Lately, consumption has been looking sickly, largely because Japanese companies have used their earnings during the period of economic recovery to boost investment and dividend payouts (in line with the philosophies ushered in during the Koizumi era) rather than to raise wages. Unemployment has not begun moving above the multi-year low of 3.6%, which it reached at the height of Japan’s recovery too.
Private capital investment has also begun to flag, while public spending has been on a downward trend for several years, as Japanese governments have striven to rein in a total public debt that exceeds 150% of GDP. Three of Japan’s economic engines are therefore sputtering, and whether the fourth – exports – can continue to fire strongly depends very much on how far the US economy (and thus China’s too) are impacted by current global turbulence.
GDP growth was negative in the second quarter of 2007 by 0.5%, and if third-quarter growth also proves to be negative, Japan will be in technical recession. Few economists expect this to happen, but the consensus is for economic growth for 2007 to reach 2% at best with the prospect of further slowdown next year. Stepped-up wage growth or renewed public spending could accelerate growth, they say, but with huge debt and an ageing population to cope with, the government is in no mood to boost spending.
The investor’s view
To investors, the picture looks brighter, however. “Japan may well be the only equity market in the world that has already discounted the coming global economic slowdown,” says Jesper Koll, president and CEO of Tantallon Research, Japan. “Corporate Japan remains a top global competitor, with record high investment in R&D, unsurpassed technological leadership and the undisputed leader in global patent holdings. What more does one need to get excited about the long-term prospects for a country?”

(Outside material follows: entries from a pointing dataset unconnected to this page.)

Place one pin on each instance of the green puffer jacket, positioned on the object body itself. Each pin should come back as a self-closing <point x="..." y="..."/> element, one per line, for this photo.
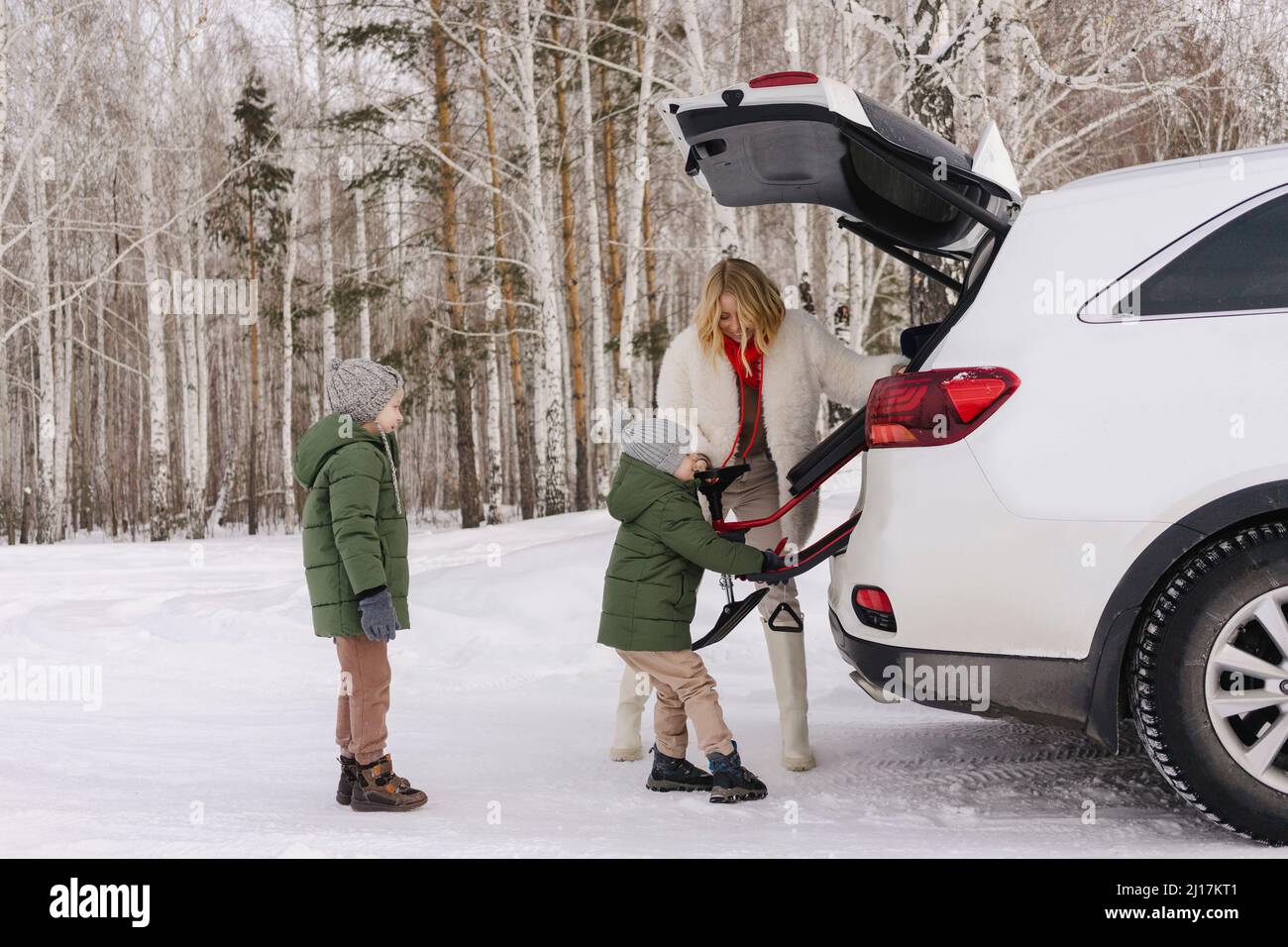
<point x="355" y="538"/>
<point x="664" y="544"/>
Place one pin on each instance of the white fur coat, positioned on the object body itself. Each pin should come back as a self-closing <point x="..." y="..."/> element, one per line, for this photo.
<point x="803" y="363"/>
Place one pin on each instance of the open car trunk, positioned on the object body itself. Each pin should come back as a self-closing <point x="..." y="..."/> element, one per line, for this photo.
<point x="797" y="137"/>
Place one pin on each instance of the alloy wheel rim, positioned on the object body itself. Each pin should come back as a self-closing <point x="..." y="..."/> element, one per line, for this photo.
<point x="1245" y="688"/>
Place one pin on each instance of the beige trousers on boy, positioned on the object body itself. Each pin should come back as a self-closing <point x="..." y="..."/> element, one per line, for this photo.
<point x="751" y="496"/>
<point x="686" y="690"/>
<point x="360" y="719"/>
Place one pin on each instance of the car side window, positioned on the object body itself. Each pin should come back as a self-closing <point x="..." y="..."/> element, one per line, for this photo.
<point x="1241" y="265"/>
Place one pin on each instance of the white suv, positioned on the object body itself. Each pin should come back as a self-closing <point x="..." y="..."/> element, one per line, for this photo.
<point x="1078" y="492"/>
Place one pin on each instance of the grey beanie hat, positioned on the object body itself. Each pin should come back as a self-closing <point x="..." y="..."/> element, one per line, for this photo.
<point x="656" y="441"/>
<point x="360" y="388"/>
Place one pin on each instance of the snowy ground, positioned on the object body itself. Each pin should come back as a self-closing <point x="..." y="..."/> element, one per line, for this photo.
<point x="214" y="733"/>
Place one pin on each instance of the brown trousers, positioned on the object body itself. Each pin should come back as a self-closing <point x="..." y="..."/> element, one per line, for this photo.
<point x="360" y="719"/>
<point x="686" y="690"/>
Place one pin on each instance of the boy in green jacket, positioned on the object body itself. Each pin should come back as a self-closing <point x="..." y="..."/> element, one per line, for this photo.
<point x="651" y="589"/>
<point x="356" y="566"/>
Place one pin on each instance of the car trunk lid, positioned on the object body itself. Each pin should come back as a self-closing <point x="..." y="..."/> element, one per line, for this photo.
<point x="804" y="138"/>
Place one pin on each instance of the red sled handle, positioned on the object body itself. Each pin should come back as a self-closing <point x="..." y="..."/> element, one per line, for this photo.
<point x="811" y="556"/>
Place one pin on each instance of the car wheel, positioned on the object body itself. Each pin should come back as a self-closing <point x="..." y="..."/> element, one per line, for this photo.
<point x="1209" y="684"/>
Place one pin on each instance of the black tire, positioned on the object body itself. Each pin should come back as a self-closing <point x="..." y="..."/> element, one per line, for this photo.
<point x="1168" y="665"/>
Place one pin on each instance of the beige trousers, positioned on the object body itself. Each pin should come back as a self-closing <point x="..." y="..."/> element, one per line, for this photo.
<point x="360" y="719"/>
<point x="686" y="690"/>
<point x="751" y="496"/>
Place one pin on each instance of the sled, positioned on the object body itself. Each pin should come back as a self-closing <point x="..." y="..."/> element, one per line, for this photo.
<point x="837" y="450"/>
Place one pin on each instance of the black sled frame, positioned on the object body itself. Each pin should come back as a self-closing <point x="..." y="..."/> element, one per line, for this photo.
<point x="837" y="450"/>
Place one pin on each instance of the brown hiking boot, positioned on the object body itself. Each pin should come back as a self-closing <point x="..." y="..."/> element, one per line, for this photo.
<point x="378" y="789"/>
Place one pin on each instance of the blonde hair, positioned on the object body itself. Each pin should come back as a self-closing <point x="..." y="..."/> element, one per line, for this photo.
<point x="760" y="305"/>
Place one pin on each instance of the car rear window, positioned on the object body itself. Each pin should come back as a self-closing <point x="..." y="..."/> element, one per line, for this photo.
<point x="1243" y="265"/>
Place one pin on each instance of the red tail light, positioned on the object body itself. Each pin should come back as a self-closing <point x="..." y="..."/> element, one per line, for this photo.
<point x="872" y="607"/>
<point x="772" y="78"/>
<point x="934" y="407"/>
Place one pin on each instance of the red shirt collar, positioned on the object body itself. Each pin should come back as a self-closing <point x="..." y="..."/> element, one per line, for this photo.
<point x="754" y="359"/>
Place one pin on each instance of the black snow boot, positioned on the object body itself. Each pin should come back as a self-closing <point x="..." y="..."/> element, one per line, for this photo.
<point x="348" y="776"/>
<point x="733" y="783"/>
<point x="378" y="789"/>
<point x="675" y="775"/>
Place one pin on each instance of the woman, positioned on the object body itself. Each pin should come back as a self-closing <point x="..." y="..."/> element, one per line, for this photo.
<point x="746" y="376"/>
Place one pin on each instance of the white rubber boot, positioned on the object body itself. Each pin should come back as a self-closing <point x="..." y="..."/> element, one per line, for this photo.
<point x="787" y="660"/>
<point x="626" y="728"/>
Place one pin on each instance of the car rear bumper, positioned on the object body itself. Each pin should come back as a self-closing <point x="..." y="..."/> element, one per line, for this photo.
<point x="1044" y="690"/>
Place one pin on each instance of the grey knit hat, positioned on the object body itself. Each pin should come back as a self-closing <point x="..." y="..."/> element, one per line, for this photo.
<point x="360" y="388"/>
<point x="656" y="441"/>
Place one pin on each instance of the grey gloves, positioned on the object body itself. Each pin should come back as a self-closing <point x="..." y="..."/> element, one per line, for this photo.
<point x="773" y="561"/>
<point x="378" y="621"/>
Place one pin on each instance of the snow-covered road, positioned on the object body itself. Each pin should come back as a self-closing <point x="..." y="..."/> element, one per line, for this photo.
<point x="214" y="733"/>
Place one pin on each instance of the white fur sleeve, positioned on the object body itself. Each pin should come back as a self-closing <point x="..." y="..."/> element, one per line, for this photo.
<point x="674" y="389"/>
<point x="845" y="375"/>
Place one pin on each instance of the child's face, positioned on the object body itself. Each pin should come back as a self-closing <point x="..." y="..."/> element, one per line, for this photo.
<point x="390" y="415"/>
<point x="690" y="464"/>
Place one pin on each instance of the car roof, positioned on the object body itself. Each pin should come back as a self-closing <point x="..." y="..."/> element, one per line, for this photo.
<point x="1198" y="166"/>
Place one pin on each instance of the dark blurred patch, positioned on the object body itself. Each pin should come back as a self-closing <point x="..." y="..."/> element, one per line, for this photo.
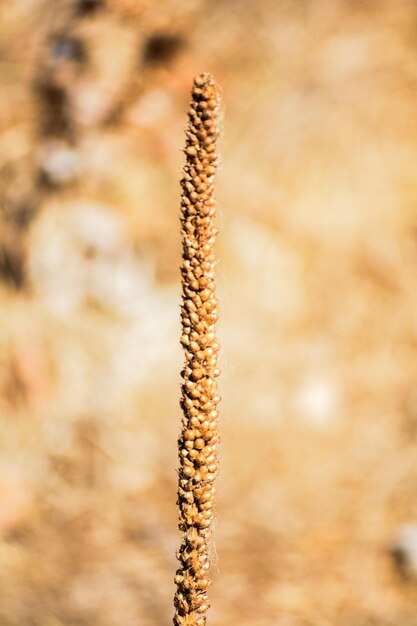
<point x="65" y="49"/>
<point x="54" y="117"/>
<point x="86" y="7"/>
<point x="161" y="48"/>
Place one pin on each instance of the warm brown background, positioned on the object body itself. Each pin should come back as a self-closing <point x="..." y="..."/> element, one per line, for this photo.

Mark Cutis, chief investment officer at Shinsei Bank in Tokyo, is another bull of Japan. “Japanese equities are neglected and unloved,” he says. “Japan has probably been the worst performing equity market in the world for two years in a row. However, on a valuation basis, Japan remains extremely attractive, and the yen is seriously undervalued. Retail and institutional investors in Japan are seriously underweight in their market, and you could have a buying frenzy when the locals decide to return,” he adds.